Good morning and happy Monday, folks!
It appears to be a slow day for good accounting news this morning, so let's instead take a look at a recent study that found working in a windowless office has dangerous implications for those of you unlucky enough to spend your waking hours under fluorescent light. I'm sure this is exactly what you want to read as you head into yet another week of whatever soul-sucking billable work you have ahead.
We already know lack of sunlight is bad for you. But now we know lack of a view is also bad for you:
The study compared the self-reported sleep patterns of 49 day shift employees, 27 of them working in windowed offices and 22 in windowless environments (or so far away from windows that they could see neither sunlight nor views of the outside world). On a subjective sleep-quality questionnaire, the window workers scored better. They also rated better on a standard health survey in two categories, including “vitality.”

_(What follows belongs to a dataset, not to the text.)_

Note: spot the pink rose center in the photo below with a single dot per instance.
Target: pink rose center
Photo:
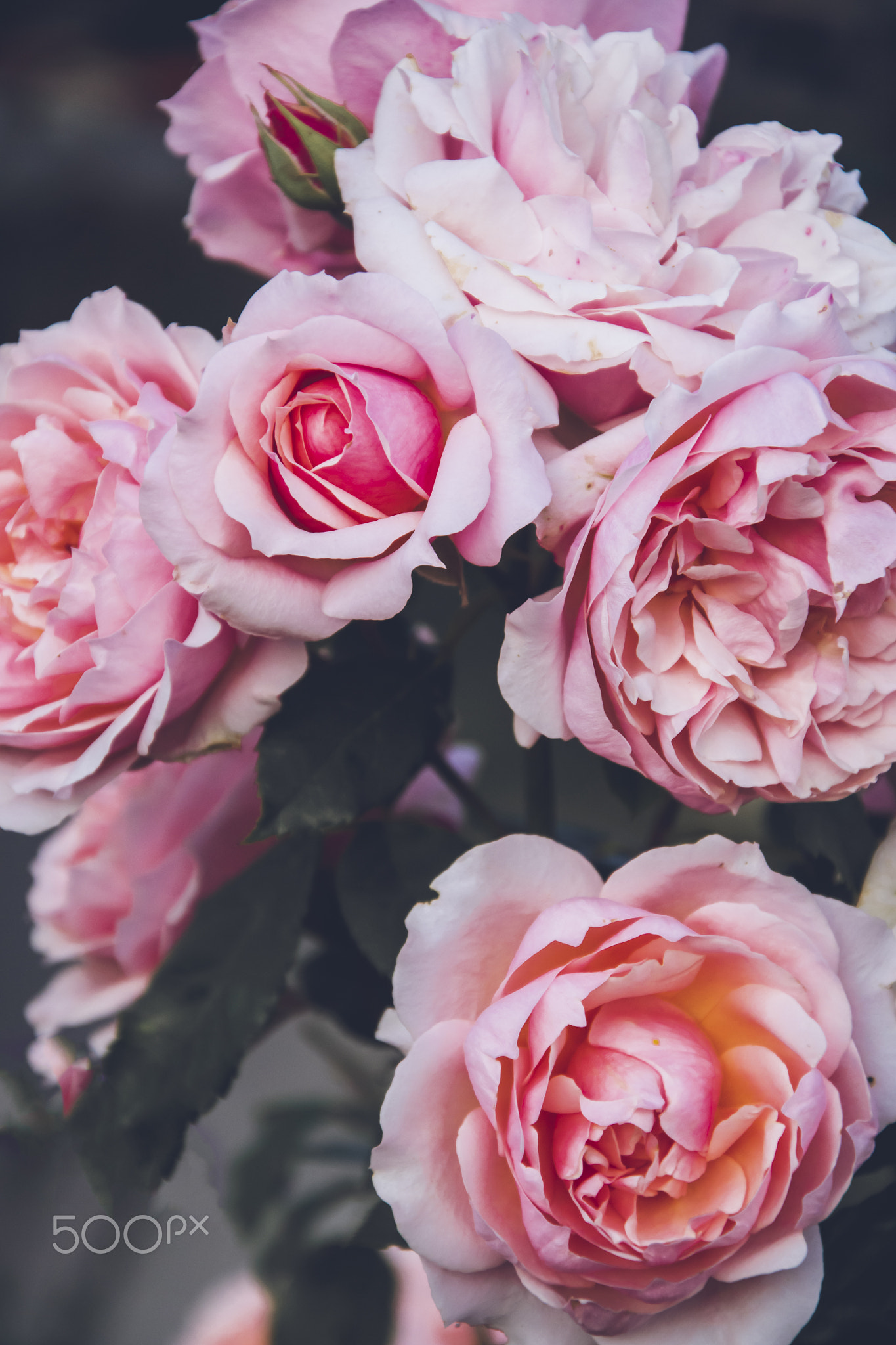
(350, 447)
(630, 1107)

To go beyond self-reported assessments, 21 participants (10 windowless workers and 11 windowed ones) wore a wristband that measured activity during sleep and waking hours. That monitoring revealed that workers with windows slept 46 minutes longer each night during the workweek than their windowless counterparts and were four times as active during the workday. Exposure to daylight is an environmental cue for the circadian clock, the body’s natural rhythm over a 24-hour period. Depriving workers of light seems to disrupt behavioral patterns such as sleep and activity.
Lack of sleep can lead to all kinds of nasty things: mistakes, lower stress threshold, trouble concentrating and even decreased optimism. For those of you barely hanging on to that last shred of hope, that's bad news.
So, when you're picking your hoteling spot for the day, try to find an open desk near a window. Barring that, make sure to go outside and play as often as possible.